Avete presente il discorso di Pierluigi Bersani all’ultima assemblea del Pd? Vi ricordate che cosa disse Susanna Camusso allo sciopero generale di un anno fa? E Silvio Berlusconi nel suo ultimo discorso da presidente del Consiglio? Ve lo dico io: no che non ve lo ricordate. E questo perché la classe dirigente italiana, benché ami apparire in pubblico, ha un grosso problema con i discorsi.

Si dirà, vista l’aria che tira, che non è un grave problema: che gli italiani sono stanchi di parole, prediche e sermoni e preferirebbero sentire meno discorsi e vedere più azioni, più riforme. L’argomento è malposto, e non solo perché di riforme in questi anni in Italia ne sono state approvate decine, quasi tutte inefficaci, incomplete o tra loro incoerenti, come spiega Marco Simoni nel suo bel libro Senza alibi (Marsilio, 2012). Paradossalmente infatti, proprio vista l’aria che tira, gli italiani avrebbero bisogno di più discorsi politici. Discorsi politici veri, però, alti: concisi, retorici il giusto, intellettualmente onesti, ricchi di argomenti e dati a sostegno della loro tesi. Anglosassoni, il più possibile.

Un buon discorso politico, infatti, migliora la società: arricchisce di informazioni l’elettorato, gli chiarisce le idee, lo aiuta a farsi un’opinione informata, educa al confronto dialettico civile. Un discorso ben scritto e ben esposto può cambiare la carriera di un politico e la sorte di un movimento. Può essere un mezzo straordinariamente efficace per influenzare il dibattito pubblico e l’agenda politica, per creare consenso attorno a un tema o a se stessi, per generare attenzione duratura da parte dei mezzi di comunicazione, per stimolare la raccolta di fondi a favore di una campagna.

Due tra le persone più potenti del mondo, Barack Obama e David Cameron, hanno cambiato la loro carriera politica grazie a un discorso, passando in pochi anni da essere dei politici semi-sconosciuti a essere leader dei propri Paesi. Ronald Reagan nel 1964 fece un discorso a cui ancora oggi negli Stati Uniti si fa riferimento come a “The Speech”, “Il Discorso”: tre anni dopo si ritrovò governatore della California, il resto lo sapete. Quasi non c’è presidente americano del Novecento di cui non ci si ricordi una frase. Dei politici italiani degli ultimi vent’anni, invece, fuori dalla nicchia degli addetti ai lavori ci si ricorda pochissimi discorsi. Quello di Berlusconi nel 1994, l’Italia-è-il-paese-che-amo, peraltro registrato. Il discorso di Veltroni al Lingotto nel 2007. Stop.

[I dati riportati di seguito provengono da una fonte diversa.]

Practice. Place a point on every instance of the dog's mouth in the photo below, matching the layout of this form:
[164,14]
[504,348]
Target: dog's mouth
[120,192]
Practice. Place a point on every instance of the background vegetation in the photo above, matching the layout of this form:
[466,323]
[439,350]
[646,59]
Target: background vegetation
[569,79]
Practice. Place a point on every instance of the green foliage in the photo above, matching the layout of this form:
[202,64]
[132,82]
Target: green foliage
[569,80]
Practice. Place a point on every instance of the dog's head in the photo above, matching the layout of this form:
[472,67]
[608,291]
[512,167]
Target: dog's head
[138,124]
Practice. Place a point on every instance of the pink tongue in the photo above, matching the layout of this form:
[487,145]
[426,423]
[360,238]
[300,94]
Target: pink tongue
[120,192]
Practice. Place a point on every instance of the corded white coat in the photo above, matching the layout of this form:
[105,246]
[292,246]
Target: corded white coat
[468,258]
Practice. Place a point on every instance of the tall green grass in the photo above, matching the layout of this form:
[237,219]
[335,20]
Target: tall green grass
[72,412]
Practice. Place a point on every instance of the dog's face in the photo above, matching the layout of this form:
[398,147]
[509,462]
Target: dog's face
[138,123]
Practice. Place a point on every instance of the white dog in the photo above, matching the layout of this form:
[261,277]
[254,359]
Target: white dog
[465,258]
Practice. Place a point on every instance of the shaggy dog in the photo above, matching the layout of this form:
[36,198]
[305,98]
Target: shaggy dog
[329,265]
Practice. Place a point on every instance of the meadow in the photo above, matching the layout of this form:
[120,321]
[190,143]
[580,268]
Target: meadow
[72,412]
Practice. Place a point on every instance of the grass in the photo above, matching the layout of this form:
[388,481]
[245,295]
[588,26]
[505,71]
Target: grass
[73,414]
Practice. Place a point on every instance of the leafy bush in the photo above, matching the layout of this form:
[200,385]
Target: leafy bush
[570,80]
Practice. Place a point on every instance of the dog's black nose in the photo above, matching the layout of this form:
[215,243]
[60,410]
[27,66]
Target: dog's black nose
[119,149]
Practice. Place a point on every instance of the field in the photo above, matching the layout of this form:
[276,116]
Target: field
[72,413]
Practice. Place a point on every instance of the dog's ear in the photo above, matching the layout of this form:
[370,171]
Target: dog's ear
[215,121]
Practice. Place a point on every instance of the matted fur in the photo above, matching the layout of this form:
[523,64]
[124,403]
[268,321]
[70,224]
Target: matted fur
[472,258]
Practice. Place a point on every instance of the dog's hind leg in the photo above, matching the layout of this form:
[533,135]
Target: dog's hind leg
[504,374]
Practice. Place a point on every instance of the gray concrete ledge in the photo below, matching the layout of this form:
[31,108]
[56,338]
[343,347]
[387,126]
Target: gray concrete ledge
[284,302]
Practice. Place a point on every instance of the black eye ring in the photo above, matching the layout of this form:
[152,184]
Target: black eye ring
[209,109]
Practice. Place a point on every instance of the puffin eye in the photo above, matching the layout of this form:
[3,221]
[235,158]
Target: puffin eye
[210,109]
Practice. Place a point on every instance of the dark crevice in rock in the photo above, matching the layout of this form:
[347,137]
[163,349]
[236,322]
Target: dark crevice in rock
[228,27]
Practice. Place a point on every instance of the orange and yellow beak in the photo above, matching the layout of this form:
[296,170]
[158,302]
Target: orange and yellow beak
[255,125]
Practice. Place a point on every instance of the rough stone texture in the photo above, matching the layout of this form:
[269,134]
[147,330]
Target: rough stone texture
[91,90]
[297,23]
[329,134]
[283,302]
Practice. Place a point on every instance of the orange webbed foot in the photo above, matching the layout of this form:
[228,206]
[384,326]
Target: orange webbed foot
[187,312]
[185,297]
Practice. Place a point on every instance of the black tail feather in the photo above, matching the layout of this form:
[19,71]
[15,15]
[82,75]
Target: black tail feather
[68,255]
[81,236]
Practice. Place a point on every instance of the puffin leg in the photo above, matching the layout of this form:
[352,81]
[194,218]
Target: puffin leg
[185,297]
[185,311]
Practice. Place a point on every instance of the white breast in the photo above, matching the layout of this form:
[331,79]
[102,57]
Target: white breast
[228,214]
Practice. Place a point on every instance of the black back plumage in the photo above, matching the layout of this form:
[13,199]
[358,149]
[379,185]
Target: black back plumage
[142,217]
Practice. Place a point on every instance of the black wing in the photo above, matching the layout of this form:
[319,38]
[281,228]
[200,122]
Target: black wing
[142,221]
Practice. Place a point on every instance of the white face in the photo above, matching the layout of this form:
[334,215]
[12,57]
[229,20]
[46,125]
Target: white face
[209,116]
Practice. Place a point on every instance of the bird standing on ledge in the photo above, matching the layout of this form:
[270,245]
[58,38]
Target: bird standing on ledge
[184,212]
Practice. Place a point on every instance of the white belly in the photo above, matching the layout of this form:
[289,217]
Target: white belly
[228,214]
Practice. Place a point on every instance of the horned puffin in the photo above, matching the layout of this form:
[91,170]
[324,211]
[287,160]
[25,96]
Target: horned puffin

Di norma la classe dirigente italiana preferisce occasioni meno solenni e impegnative per rivolgersi agli elettori, meglio se mediate dai giornalisti: interviste, conferenze stampa, ospitate in tv, convegni con più ospiti. Nelle occasioni potenzialmente solenni – una manifestazione di piazza, un congresso di partito – i politici italiani si limitano al compitino: un lunghissimo sermone dall’invariabile struttura circolare (si parte sempre dalla situazione internazionale, fateci caso, anche per parlare dello sciopero dei tram), qualche slogan, attenzione maniacale a toccare tutti i temi possibili per non deludere nessuno. Persino nelle occasioni obbligatoriamente solenni, come in Parlamento, il politico italiano medio semplicemente non è all’altezza: legge male discorsi fatti per lo più di banalità retoriche e battute da due soldi, spesso pieni di errori grammaticali.

Esiste poi, soprattutto a sinistra, una qualche resistenza rispetto all’idea di farsi aiutare da professionisti. Che non vuol dire farsi scrivere un discorso da un’agenzia pubblicitaria sulla base dei risultati dei sondaggi ma ricorrere all’aiuto di persone competenti per mettere per iscritto i concetti nel modo più efficace possibile, trovando le metafore giuste, le pause giuste, le parole giuste. Siamo arrivati quindi a quello che forse, in fondo, è l’ostacolo fondamentale, il punto ineludibile, banale come sono solo certe cose vere: per essere in grado di fare un bel discorso, uno di quelli che passano alla Storia, bisogna avere qualcosa di importante da dire.

P. S. : Un’ultima cosa, di nuovo su Cuomo: era figlio di immigrati italiani arrivati da Salerno. Un immigrato di seconda generazione, tecnicamente. E divenne un leader politico nazionale e un potenziale presidente degli Stati Uniti. Immaginate un politico italiano figlio di tunisini e con nome tunisino che arringhi le folle parlando di “noi italiani”. Ecco: tra tante cose che non vanno, questo è un pezzo della grandezza dell’America.